LANSING – On the same day that a major national newspaper highlighted the state’s success in attracting film production, the Michigan Senate Fiscal Agency released a detailed study of the impact of Michigan’s controversial film credits that concluded there is no anticipated situation in which the credits could pay for themselves in terms of state revenues. Whether that, in the end, is a bad thing or an acceptable risk to help diversify the economy is an issue left to policymakers, the paper said.

“The nature of the credit and the resulting activity is such that under current (and any realistic) tax rate the State will never be able to make the credit ‘pay for itself’ from a State revenue standpoint, even when the credit generates additional private activity that would not have otherwise occurred,” the paper said. But it also concluded by saying that losing revenue is the case for most incentives: “As is true for most tax incentives, the film incentives represent lost revenue and do not generate sufficient private sector activity to offset their costs completely. As with other types of incentives and credits, whether the relationship of costs to benefits is acceptable is a decision for individual policy-makers.”

But in terms of overall tax costs to the state, there is no question that at this time, in its third year of operation, the credit has resulted in overall revenue loss to the state. Nor has it yet generated a large-scale number of jobs.

However, as evidenced by a section-leading story in the Wall Street Journal, there is also no question the credit has brought enormous attention to Michigan and the Detroit-area in particular.

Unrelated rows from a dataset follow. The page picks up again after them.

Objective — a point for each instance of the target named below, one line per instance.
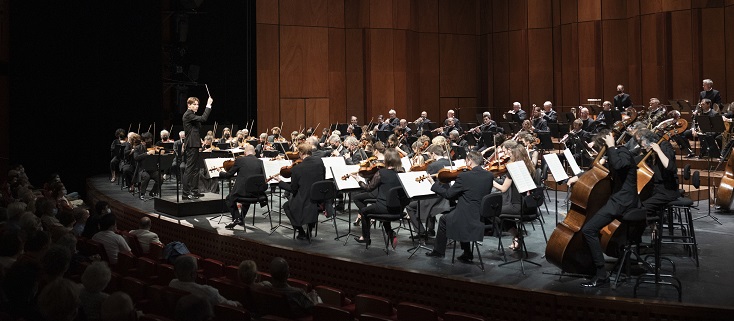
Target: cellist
(665, 177)
(624, 197)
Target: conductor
(192, 143)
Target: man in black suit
(463, 223)
(621, 99)
(299, 208)
(710, 93)
(624, 198)
(192, 143)
(245, 167)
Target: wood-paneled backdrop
(320, 61)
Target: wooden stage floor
(710, 284)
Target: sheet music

A spokesperson for the Michigan Film Office said: “We stand by the film incentive program and its ability to create good paying jobs to stem the brain drain of young people, and promote Michigan in a positive light to residents, visitors and potential businesses. All of these things we feel are critical factors for strengthening the Michigan economy.”

Since the credit was adopted in 2008, political critics have tried to lessen its overall impact, thus far to no success.

And Michelle Begnoche with the state’s film office said the program is still in its infancy so it would be unwise to take major steps against it “before it’s had a chance to take root.”

How politically sensitive the issue is with the voting public is uncertain. For example, former Republican Rep. Bill Huizenga, who was one of the primary sponsors and supporters of the credits, won the GOP primary for the 2nd U.S. House district, while one of his opponents, Bill Cooper, who made the film credits a major issue in the race, finished well out of the money in the primary.

Given the popularity the credits have had with the public being able to see some of their favorite stars in towns across the state (when Hugh Jackman filmed scenes for an upcoming movie in Mason earlier this year, for example, it drew dozens of fans to watch to the city’s downtown), it is questionable whether the public thinks much on the revenue effects of the credit. That was an issue not raised in the paper, though it did look at some of the indirect economic effects of the credit.

The paper also emphasized that assessing and analyzing the impact of the credit is difficult given some aspects of the law and how it has been interpreted to this point.

“Estimating the revenue impact of the film incentives adopted in 2008 has been difficult and will remain vulnerable to a wide margin of error until the State has enough experience to discern the correlations between projected media activity, the claimed credits, and wider economic conditions. In addition to major uncertainties, such as those created by the current weak economic climate (and associated lending crises), the ever-changing landscape of competing film incentives in other states and countries, and the wide variation in the costs associated with different productions, a variety of more administrative issues have complicated the estimates,” the paper said.

However, in terms of generating revenue compared to the revenue cost, the paper said the credit has had a significant negative return. The net impact of that revenue loss has grown since the acts creating the credits, which can be as much as 42 percent of the production expenditures in what the law calls a core community, and will likely grow with time.

In fiscal 2008-09, the credit had a net impact of $33.8 million, the paper said. In 2009-10, the net impact grew to an estimated $89.7 million, and for 2010-11 the net impact is forecast at $111.4 million.

Nor has the film credit had an overwhelming impact on job production in the state, especially when compared to the massive job losses the state endured during the ongoing recession.

An estimated 2,350 people hired for mostly part-time work in 2008 equated to 216 full-time jobs, the paper said. The number grew to 3,867 jobs in 2009, which equated to 355.5 full-time jobs. In sum, the people hired had an effect of 0.4 percent on the state’s total employment picture, the paper said.

The paper also looked at the specific impact each of the films and television shows that were produced in the state during 2008 and 2009 had. Among those were the critically acclaimed films of “Gran Torino” and “Up In The Air.”

Gran Torino spent some $6.5 million in the state, had eligible tax credits of $4.7 million, hired directly about 19 people and generated tax revenues of more than $589,000. Up in the Air spent an estimated $702,000 in Michigan (the film was produced in a number of areas compared to Gran Torino) and had a tax credit of $519,000. It hired more than 13 people and generated revenues of $55,131.

In terms of total amount of money spent in Michigan by production companies thus far, the Wall Street Journal said it has totaled at least $350 million. That figure could reach as much as $650 million by year’s end.

In contrast, in 2007, the year before the credits were issued, a total of $2 million was spent on film production in Michigan.